IS GOD ENOUGH?
Thank You, Father, that You are enough for me.
Read Job 1:1–22
1 In the land of Uz there lived a man whose name was Job. This man was blameless and upright; he feared God and shunned evil. 2 He had seven sons and three daughters, 3 and he owned seven thousand sheep, three thousand camels, five hundred yoke of oxen and five hundred donkeys, and had a large number of servants. He was the greatest man among all the people of the East.
4 His sons used to hold feasts in their homes on their birthdays, and they would invite their three sisters to eat and drink with them. 5 When a period of feasting had run its course, Job would make arrangements for them to be purified. Early in the morning he would sacrifice a burnt offering for each of them, thinking, “Perhaps my children have sinned and cursed God in their hearts.” This was Job’s regular custom.
6 One day the angels came to present themselves before the Lord, and Satan also came with them. 7 The Lord said to Satan, “Where have you come from?”
Satan answered the Lord, “From roaming throughout the earth, going back and forth on it.”
8 Then the Lord said to Satan, “Have you considered my servant Job? There is no one on earth like him; he is blameless and upright, a man who fears God and shuns evil.”
9 “Does Job fear God for nothing?” Satan replied. 10 “Have you not put a hedge around him and his household and everything he has? You have blessed the work of his hands, so that his flocks and herds are spread throughout the land. 11 But now stretch out your hand and strike everything he has, and he will surely curse you to your face.”
12 The Lord said to Satan, “Very well, then, everything he has is in your power, but on the man himself do not lay a finger.”
Then Satan went out from the presence of the Lord.
13 One day when Job’s sons and daughters were feasting and drinking wine at the oldest brother’s house, 14 a messenger came to Job and said, “The oxen were plowing and the donkeys were grazing nearby, 15 and the Sabeans attacked and made off with them. They put the servants to the sword, and I am the only one who has escaped to tell you!”
16 While he was still speaking, another messenger came and said, “The fire of God fell from the heavens and burned up the sheep and the servants, and I am the only one who has escaped to tell you!”
17 While he was still speaking, another messenger came and said, “The Chaldeans formed three raiding parties and swept down on your camels and made off with them. They put the servants to the sword, and I am the only one who has escaped to tell you!”

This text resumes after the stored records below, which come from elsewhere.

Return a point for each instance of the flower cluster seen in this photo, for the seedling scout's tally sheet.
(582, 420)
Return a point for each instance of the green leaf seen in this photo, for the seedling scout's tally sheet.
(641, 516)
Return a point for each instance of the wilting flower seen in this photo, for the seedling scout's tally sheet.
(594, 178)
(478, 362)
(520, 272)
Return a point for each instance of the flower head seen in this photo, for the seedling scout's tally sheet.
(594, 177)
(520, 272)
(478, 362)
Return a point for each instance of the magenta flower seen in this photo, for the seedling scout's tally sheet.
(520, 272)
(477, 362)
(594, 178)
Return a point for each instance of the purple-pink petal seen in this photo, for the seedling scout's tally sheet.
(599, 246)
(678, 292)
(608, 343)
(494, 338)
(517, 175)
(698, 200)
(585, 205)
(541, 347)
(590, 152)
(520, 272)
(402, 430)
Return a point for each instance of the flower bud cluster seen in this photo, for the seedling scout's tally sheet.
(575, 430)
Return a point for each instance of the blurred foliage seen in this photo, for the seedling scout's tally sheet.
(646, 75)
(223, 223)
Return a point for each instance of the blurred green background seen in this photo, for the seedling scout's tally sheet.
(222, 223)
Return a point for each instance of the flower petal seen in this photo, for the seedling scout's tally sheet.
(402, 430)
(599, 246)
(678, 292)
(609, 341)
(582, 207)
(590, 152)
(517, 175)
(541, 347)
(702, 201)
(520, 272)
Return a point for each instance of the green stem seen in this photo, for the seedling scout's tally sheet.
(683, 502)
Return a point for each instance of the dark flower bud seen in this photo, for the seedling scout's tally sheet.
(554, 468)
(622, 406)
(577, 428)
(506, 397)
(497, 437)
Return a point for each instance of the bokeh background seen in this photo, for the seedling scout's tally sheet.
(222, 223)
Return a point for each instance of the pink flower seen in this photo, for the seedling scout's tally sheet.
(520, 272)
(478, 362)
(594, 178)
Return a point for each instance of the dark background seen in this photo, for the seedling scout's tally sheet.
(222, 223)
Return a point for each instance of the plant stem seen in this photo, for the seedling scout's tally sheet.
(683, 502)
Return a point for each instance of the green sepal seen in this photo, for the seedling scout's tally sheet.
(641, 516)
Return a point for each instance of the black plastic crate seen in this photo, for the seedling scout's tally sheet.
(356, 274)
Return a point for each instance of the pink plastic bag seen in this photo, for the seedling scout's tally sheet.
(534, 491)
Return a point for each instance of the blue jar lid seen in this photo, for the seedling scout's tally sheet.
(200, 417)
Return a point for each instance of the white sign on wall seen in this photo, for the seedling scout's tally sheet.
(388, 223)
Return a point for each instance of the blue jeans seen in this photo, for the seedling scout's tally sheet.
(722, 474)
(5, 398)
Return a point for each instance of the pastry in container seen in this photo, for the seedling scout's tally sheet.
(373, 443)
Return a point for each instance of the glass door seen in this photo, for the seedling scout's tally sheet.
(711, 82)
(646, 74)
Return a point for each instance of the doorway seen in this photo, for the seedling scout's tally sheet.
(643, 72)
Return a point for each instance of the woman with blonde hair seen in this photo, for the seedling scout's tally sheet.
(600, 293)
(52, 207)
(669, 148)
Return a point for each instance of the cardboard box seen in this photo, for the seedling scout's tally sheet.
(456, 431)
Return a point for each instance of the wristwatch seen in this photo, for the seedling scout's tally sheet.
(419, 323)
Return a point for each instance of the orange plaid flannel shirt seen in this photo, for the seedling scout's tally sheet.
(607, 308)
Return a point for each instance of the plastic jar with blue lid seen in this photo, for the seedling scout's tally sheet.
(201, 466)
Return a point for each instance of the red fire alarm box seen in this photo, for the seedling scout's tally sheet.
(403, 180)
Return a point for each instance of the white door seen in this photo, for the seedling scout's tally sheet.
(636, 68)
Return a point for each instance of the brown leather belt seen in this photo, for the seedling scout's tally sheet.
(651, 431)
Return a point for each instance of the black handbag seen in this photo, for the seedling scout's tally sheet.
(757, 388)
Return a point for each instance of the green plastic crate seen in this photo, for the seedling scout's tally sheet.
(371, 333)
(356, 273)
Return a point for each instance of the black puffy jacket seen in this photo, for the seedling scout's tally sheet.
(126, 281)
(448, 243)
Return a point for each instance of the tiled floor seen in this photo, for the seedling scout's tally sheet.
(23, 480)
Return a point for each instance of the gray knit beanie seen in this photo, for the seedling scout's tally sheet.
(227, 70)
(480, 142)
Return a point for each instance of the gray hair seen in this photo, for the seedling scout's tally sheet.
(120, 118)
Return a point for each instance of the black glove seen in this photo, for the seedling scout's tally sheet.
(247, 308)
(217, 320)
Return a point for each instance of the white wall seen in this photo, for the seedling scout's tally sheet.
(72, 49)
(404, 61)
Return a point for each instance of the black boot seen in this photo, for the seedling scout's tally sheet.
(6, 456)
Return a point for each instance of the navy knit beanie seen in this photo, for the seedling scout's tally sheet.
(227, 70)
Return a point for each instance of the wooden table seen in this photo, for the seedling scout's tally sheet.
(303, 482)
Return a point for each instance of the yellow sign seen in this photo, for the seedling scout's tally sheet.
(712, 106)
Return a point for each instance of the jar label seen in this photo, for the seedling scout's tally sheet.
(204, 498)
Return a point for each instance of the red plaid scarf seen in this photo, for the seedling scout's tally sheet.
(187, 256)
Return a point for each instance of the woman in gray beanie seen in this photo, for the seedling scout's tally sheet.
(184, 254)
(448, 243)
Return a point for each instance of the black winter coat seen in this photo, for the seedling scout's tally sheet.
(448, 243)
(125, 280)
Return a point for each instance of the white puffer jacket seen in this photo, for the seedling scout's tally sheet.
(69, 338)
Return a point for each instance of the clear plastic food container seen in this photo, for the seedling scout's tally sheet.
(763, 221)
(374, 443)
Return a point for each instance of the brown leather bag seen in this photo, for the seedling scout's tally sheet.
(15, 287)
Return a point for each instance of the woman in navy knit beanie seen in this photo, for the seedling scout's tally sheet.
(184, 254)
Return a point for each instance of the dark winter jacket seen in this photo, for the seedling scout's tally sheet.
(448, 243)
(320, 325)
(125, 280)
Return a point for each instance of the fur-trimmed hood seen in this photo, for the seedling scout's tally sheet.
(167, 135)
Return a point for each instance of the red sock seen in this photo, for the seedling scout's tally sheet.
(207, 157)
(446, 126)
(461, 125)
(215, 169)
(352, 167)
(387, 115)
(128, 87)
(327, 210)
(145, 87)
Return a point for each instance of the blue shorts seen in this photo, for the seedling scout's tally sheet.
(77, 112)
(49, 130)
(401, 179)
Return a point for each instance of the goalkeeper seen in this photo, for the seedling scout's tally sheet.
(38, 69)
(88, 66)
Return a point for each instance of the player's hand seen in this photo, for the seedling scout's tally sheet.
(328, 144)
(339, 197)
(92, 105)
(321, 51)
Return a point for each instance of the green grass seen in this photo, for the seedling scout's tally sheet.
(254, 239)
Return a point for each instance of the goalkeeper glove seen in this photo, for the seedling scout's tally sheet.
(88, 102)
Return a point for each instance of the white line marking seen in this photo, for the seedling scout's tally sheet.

18 While he was still speaking, yet another messenger came and said, “Your sons and daughters were feasting and drinking wine at the oldest brother’s house, 19 when suddenly a mighty wind swept in from the desert and struck the four corners of the house. It collapsed on them and they are dead, and I am the only one who has escaped to tell you!”
20 At this, Job got up and tore his robe and shaved his head. Then he fell to the ground in worship 21 and said:
“Naked I came from my mother’s womb,
and naked I will depart.
The Lord gave and the Lord has taken away;
may the name of the Lord be praised.”
22 In all this, Job did not sin by charging God with wrongdoing.
New International Version (NIV)
Holy Bible, New International Version®, NIV® Copyright ©1973, 1978, 1984, 2011 by Biblica, Inc.® Used by permission. All rights reserved worldwide.
ReflectWhy do you love God?
“I’ve looked everywhere,” says the Accuser, “and I cannot find a single human being who truly loves you, God.” “Have you considered my servant Job?” God asks. “There is no one on earth like him; he is blameless and upright, a man who fears God and shuns evil” (8). “Does Job fear God for nothing?” Satan replied (9). The Accuser continues, basically saying, “No one loves you because you are who you are. They only love you for what you give them. Who wouldn’t love a God who gives them money in the bank, a career, loving relationships and robust health? But take those away, and they’ve no reason to stay in a relationship with you. Job will curse you. He’ll reject you.”
This is the central question of the book of Job: is God good and worthy of worship only when he gives us good things? Or is God also good and worthy of worship when he takes them away? Should we stick with God when there seems to be no earthly reason to do so? Or when he even appears to be against us?
The Accuser (Rev. 12:10) wants to put God on trial. If human beings must be bribed, then a relationship with God is not enough; God is not worthy of worship. So God allows attacks on Job’s life that are unexpected, relentless and terrifying. And Job’s response in verses 20 and 21 is just the beginning of a whole book of pain and despair—and trust.
Is your relationship with God based on who he is? Or does it crumple on days when God no longer seems to bless you? Write down several attributes of God. Hold onto them in the hard times.
God, help me to love You and to worship You when everything is good and when everything is not.